Мне бы кинуться к нему, обнять. И вижу, ждет он того. А я будто намертво к стулу приросла, только и спросила: «Где ж, Миша, ты сирени столько наломал?» Он отвечает: «У нас ее много, не знаешь сама что ль, все кладбище сиренью заросло». Я киваю и продолжаю, будто важнее для меня ничего на свете нету. Так ты там, говорю, рвал? «Там, Стася, там. Там на всех хватит. Собрался к тебе в гости идти, а с пустыми руками неловко, сколько лет не виделись. Дай, думаю, Стасе своей дорогой хоть сирени нарву. Ей любо будет...».

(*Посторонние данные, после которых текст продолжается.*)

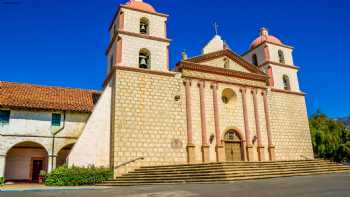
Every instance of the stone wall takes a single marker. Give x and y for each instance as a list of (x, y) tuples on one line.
[(290, 127), (92, 147), (148, 121), (230, 116)]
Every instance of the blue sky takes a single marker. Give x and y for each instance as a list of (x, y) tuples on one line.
[(62, 42)]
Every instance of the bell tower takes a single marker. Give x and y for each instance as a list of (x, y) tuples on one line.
[(275, 58), (138, 38)]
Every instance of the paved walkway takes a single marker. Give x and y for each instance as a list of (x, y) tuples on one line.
[(32, 187), (332, 185)]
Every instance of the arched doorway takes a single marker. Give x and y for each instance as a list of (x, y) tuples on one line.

И вправду, я сирень больше других цветов любила. Как займется она цвесть, всегда в дом принесу и под божницей поставлю. На меня еще бабы дивились, не было тогда в селе моды, чтоб цветы в дом просто так ставить, не на свадьбу и не к покойнику.

Тут-то я, наконец, догадалась и про руку спросить. «А рука, - говорю, - опять при тебе. Помнишь, ты печалился все, что в могиле без руки лежать будешь...».

«При мне, - отвечает. - У нас там всем, кто что на войне потерял, вернулось. И Семен теперь опять о двух ногах, без костылей...» - это сосед наш был, раньше года на два моего Михаила помер, без ноги он с фронту вернулся - «...и у Петра Артемьевича, - продолжает, - все пальцы теперь в целости и сохранности». Петр Артемьевич - это председатель наш, сразу после войны стал, у него уж в самой Германии три пальца на правой руке - мизинец, безымянный и средний - осколком срезало. Перебрал так Михаил всех наших загоркинских фронтовых инвалидов, обо всех помянул, к кому что вернулось. Он говорит, а я смотрю на него и никак не могу себя заставить подойти к нему и приласкать. А вижу, что хочется ему того, за тем и пришел. Заметил он мою оторопь и усмехается: «Да ты не бойся, Стася, подойди - нет во мне холоду могильного. Ты меня сейчас от живого не отличишь...».

Вот ведь как, сам зовет. Я ж уже и не боюсь, только сомневаюсь, как же мне его, мертвого, обнимать? Вроде как не положено такое... А он будто мысли мои читает: «Не будет в этом греха, женушка моя кровная. Ты тоже уже старая, скоро рядом со мной ляжешь. Вот я и пришел поглядеть, какая ты? А то, может, попросить, чтоб помоложе какую мне в соседки дали...».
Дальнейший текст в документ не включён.